A journalism parable...
There's a chain store here called Marshall's that, (as best I can tell) operates by purchasing shipments of overstocked or otherwise devalued clothing and housewares at discount, and then retailing them at affordable prices. In fact there are two of them in town, one east of the Cooper, the other west of the Ashley.
The margins in such a business are going to be low, which is not to say there isn't profit to be made: I venture into these places about once a year, and business is invariably brisk.
I noticed details as I shopped the West Ashley store Wednesday: Jackets hung with collars turned up; a bin of travel kits in disarray; clothing packed tightly into racks. The fitting rooms spoke the silent language of Third World squalor, and the checkout area was manned by one poor guy who struggled to resolve problem after problem with mislabeled or untagged items, using the intercom to call for price checks and assistance.at the registers.

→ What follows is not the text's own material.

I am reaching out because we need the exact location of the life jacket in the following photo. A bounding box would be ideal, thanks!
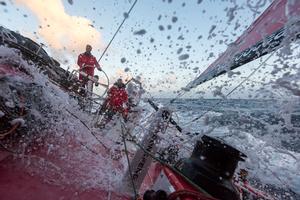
[77,53,100,80]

The instant he finally got help for a shopper with a persistent problem and turned to serve the next customer in the now-long line, his phone rang. It was his manager. We listened as he had to recount to the problem, how he had solved it, what was going on, whether he had called this person or located that person.
Then another employee arrived and attempted to open a second checkout station, causing new things to break down.Her log-in wouldn't work. There was a cash-tray question. She managed to get a different register to work, but then discovered that it was out of register tape, and once she loaded it, it still wouldn't print. She stared at the machine in befuddlement, punching the same key over and over.
And as I stood there, bemused by this classic example of cascading failure, it occurred to me that I was looking at a great analogy to the past decade in the American newspaper industry. I laughed out loud when this hit me, causing the clerk and my fellow shoppers to look up in alarm.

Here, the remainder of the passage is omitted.